Despite Greek Shelter, Yazidis Struggle To Integrate (AFP)

Having run the gauntlet of invasion, combat, killings and enslavement by Islamic State jihadists in Iraq, the members of this religious minority have found temporary shelter in the largely agricultural region of Serres in northern Greece. The camp they have been allocated to is one of the best in the country – their prefabricated homes have air conditioning and solar panels to heat water. The grounds are clean and there is a playground for the children. Many hope to be reunited with other Yazidis stranded in Greece, but with the country struggling to manage more than 50,000 refugees and migrants stranded on its territory, that is not always an option. “Creating a camp just for Yazidis is neither possible nor viable,” said a Greek official with knowledge of refugee management efforts.

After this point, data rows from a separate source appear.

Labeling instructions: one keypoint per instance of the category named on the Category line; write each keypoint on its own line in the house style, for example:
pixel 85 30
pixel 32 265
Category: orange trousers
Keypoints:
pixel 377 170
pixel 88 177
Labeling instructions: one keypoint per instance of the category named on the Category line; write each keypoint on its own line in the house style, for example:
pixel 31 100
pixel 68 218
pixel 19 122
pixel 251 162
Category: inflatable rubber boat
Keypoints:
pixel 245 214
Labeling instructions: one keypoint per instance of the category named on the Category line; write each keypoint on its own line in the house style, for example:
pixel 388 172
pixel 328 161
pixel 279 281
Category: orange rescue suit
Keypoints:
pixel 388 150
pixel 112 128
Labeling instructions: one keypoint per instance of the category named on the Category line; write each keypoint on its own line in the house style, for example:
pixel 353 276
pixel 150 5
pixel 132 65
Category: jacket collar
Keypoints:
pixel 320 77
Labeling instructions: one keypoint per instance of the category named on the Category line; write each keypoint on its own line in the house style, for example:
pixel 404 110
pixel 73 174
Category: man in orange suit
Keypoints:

The camp can normally accommodate 700 people. At the moment there are some 350 Yazidis, most of them women and children, waiting for EU-sponsored relocation to other parts of Europe. Greece’s policy is to move eligible refugees from overcrowded island camps – where they undergo identity checks upon arrival from Turkey – to the mainland, where more comfortable accommodation is available in better camps, UN-funded flats and hotels. But the Yazidis, who have already faced an ordeal keeping their dwindling community together thus far, oppose this policy. This is partly down to fear of other communities. They had a scare earlier this year, when a Yazidi celebration in Kilkis, another part of northern Greece, descended into violence between Arabs and Kurds.

[..] In areas controlled by Islamic State, thousands of women and girls from the Yazidi minority were used as sex slaves and suffered horrific abuse, including rape, abduction, slavery and cruel, inhumane and degrading treatment. The suffering the Yazidis have endured explains why community elders in Serres have written to the migration ministry to officially request that the camp be assigned to Yazidis alone. “We ask for our community not to be disturbed and to live here in safety until we depart,” says Hajdar Hamat, a self-styled spokesman for the Yazidis at the camp. “Everybody knows about our peoples’ genocide. We did not come from Sinjar to Greece for fun. Europe must protect us,” says Hamat.